There is scientific reason for it all. I simply want to experience the mystery.
I notice the moon this time of year as it announces Passover is coming. It prompts anticipation. I remember and relive the stories I first heard as a child, the Exodus account of God’s people leaving the slavery of Egypt.
The first day of Passover is always a full moon. My mind wanders back thousands of years to the first time the Israelites were told to prepare lambs for supper and brushed blood on their doorposts, following instructions they didn’t fully understand.
A scene from the classic movie, The Ten Commandments, staring Charlton Heston as Moses, comes to mind. It is the night of Passover and the moon glows full and bright. What appears to be the shadow of death begins to move slowly toward Egypt. In this particular scene, the shadow blocks the moon for a few seconds as it pushes toward its deadly task.
I wonder what it was like that fateful night, the people of God shut in their humble slave dwellings, marked by blood, eating lamb, bitter herbs and unleavened bread while they waited for something unknown. Did they know this was the night of their deliverance?
Passover was God’s object lesson of a coming redemption. It was the shadow of the real and tangible Savior of the world, Jesus. The people waited long for their promised Messiah. He arrived on the scene at the appointed time, but not as they expected. Did they know their Deliverer had come?
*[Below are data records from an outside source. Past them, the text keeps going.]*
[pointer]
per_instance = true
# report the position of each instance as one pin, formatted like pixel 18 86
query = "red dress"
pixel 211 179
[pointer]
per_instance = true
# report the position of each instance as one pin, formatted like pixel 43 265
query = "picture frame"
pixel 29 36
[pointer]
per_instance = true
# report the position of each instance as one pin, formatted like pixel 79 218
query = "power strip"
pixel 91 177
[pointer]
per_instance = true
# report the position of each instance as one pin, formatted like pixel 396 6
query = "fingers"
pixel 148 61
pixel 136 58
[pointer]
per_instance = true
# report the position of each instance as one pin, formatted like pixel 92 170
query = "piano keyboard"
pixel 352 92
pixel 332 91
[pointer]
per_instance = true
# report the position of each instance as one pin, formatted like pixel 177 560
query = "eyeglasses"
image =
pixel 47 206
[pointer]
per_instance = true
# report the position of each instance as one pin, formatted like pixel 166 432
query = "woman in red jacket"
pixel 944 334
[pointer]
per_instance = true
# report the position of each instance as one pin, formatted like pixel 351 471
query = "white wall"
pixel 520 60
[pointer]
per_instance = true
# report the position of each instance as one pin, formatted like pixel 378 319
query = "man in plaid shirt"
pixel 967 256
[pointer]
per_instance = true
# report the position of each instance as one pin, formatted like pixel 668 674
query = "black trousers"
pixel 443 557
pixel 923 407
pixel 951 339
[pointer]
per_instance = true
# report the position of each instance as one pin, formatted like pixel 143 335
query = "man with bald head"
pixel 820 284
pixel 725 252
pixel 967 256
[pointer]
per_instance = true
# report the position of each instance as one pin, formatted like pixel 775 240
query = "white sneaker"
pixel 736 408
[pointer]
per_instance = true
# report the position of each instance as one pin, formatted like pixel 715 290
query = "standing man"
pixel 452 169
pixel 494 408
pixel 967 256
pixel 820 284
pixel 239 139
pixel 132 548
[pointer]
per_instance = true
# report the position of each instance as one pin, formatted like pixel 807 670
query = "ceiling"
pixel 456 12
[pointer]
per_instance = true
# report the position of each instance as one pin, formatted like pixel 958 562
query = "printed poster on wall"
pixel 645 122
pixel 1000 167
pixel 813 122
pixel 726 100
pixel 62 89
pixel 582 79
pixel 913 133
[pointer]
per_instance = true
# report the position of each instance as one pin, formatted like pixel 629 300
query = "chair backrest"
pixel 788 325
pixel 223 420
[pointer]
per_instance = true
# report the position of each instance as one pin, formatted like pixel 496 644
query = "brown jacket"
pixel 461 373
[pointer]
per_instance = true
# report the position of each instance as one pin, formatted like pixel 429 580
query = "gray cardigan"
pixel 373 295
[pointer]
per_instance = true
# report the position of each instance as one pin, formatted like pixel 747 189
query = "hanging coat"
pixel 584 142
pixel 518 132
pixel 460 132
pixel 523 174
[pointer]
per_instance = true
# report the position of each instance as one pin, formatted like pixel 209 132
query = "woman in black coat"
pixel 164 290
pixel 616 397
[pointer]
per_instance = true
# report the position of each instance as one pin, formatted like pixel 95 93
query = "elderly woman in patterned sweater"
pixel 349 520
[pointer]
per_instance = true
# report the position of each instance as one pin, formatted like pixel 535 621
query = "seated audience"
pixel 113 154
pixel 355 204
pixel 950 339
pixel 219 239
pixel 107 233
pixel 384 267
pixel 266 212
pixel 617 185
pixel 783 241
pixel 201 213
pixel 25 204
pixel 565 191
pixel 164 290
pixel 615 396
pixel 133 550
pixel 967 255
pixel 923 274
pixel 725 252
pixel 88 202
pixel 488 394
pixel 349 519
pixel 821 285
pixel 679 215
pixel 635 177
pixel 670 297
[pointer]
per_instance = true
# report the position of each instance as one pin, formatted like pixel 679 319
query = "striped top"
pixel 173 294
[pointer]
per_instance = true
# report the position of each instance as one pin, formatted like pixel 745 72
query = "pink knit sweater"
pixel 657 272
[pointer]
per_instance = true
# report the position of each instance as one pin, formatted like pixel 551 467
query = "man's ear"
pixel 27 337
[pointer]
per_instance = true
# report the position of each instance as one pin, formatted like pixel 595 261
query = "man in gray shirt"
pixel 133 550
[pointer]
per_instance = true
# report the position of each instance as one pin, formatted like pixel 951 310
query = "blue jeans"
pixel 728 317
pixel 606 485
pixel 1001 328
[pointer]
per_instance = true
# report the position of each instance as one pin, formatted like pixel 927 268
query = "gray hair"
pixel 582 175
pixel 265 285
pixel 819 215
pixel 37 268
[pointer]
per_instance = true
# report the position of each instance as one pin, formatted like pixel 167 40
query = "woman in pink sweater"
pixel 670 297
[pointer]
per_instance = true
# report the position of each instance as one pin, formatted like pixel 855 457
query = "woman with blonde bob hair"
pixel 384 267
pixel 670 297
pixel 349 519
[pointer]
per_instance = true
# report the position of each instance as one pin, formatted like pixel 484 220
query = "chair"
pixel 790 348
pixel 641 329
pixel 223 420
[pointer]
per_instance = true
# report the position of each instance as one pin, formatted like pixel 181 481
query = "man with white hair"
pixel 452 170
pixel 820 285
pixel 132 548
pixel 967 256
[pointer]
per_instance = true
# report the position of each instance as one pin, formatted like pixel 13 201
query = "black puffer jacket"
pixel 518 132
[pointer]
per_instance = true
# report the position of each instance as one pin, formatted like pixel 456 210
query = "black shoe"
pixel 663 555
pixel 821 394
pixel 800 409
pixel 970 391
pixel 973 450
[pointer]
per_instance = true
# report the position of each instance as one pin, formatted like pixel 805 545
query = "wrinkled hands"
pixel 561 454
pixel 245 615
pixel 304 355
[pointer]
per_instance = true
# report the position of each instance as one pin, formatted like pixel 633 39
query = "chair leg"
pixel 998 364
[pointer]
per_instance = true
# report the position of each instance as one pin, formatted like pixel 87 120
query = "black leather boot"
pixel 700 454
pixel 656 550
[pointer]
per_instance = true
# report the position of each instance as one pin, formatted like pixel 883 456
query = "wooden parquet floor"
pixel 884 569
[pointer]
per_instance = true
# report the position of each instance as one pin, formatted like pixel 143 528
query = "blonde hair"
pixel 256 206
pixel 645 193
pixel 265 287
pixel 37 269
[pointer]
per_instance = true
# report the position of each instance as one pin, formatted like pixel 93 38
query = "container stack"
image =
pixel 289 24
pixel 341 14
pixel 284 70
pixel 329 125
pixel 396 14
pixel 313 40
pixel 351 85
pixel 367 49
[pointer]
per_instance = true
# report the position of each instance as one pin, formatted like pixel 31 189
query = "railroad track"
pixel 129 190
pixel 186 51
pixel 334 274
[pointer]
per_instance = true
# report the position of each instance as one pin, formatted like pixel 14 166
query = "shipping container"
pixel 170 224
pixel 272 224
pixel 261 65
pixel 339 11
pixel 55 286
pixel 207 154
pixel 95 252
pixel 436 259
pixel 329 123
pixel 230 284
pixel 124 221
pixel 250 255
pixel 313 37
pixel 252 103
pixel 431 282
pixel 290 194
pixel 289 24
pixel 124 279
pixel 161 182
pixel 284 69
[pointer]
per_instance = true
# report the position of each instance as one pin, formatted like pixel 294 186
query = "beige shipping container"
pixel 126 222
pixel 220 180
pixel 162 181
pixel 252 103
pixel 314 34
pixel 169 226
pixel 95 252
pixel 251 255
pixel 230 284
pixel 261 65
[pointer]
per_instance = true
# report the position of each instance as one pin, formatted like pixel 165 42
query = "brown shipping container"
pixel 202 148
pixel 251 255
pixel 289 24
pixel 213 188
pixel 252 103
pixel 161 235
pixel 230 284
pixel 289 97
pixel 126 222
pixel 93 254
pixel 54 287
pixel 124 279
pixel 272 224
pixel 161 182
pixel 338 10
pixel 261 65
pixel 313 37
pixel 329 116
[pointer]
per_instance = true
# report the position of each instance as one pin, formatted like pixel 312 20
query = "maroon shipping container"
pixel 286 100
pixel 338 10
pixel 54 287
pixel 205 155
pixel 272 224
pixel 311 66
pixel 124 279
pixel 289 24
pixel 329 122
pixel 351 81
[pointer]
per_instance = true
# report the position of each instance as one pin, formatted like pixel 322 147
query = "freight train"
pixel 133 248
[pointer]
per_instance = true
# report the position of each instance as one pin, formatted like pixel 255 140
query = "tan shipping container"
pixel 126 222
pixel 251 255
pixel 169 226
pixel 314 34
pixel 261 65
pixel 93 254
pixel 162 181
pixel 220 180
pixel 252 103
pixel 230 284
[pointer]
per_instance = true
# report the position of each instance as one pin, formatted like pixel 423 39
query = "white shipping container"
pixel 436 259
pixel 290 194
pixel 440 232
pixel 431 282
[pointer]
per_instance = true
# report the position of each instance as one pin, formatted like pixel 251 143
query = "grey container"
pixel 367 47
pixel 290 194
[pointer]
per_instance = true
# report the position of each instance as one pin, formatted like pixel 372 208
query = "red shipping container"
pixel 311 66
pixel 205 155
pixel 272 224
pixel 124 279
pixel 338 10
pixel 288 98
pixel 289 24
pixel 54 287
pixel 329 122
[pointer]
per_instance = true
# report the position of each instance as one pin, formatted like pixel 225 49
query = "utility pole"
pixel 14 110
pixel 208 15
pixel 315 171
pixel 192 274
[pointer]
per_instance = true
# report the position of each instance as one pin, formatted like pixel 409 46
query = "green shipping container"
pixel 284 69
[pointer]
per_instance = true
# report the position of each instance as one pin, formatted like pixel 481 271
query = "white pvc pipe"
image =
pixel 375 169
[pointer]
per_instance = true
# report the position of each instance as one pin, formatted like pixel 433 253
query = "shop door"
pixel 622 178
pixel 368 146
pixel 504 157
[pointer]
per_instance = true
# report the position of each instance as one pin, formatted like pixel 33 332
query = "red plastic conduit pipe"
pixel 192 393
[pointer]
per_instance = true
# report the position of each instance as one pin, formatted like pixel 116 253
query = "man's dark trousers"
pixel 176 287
The anticipation of Passover carries me toward a season of remembrance. I remember the promise made to Abraham on Mt. Moriah of a Lamb that God alone would provide for the redemption of the world. I remember the upper room where Jesus met with his disciples for His last Passover celebration with them. I remember how He washed their dirty feet, them arguing who was greatest among the twelve.
I remember how He began a new tradition after the supper ended, giving them bread and wine, symbols of his flesh and blood, how He showed them His love to the very end.
Did they understand He was the Savior of the world?
This unblemished Passover Lamb bought our freedom.
Do you know this truth? Do you recognize Him? Do you remember all He did for you?
Have you accepted Him as your own Deliverer?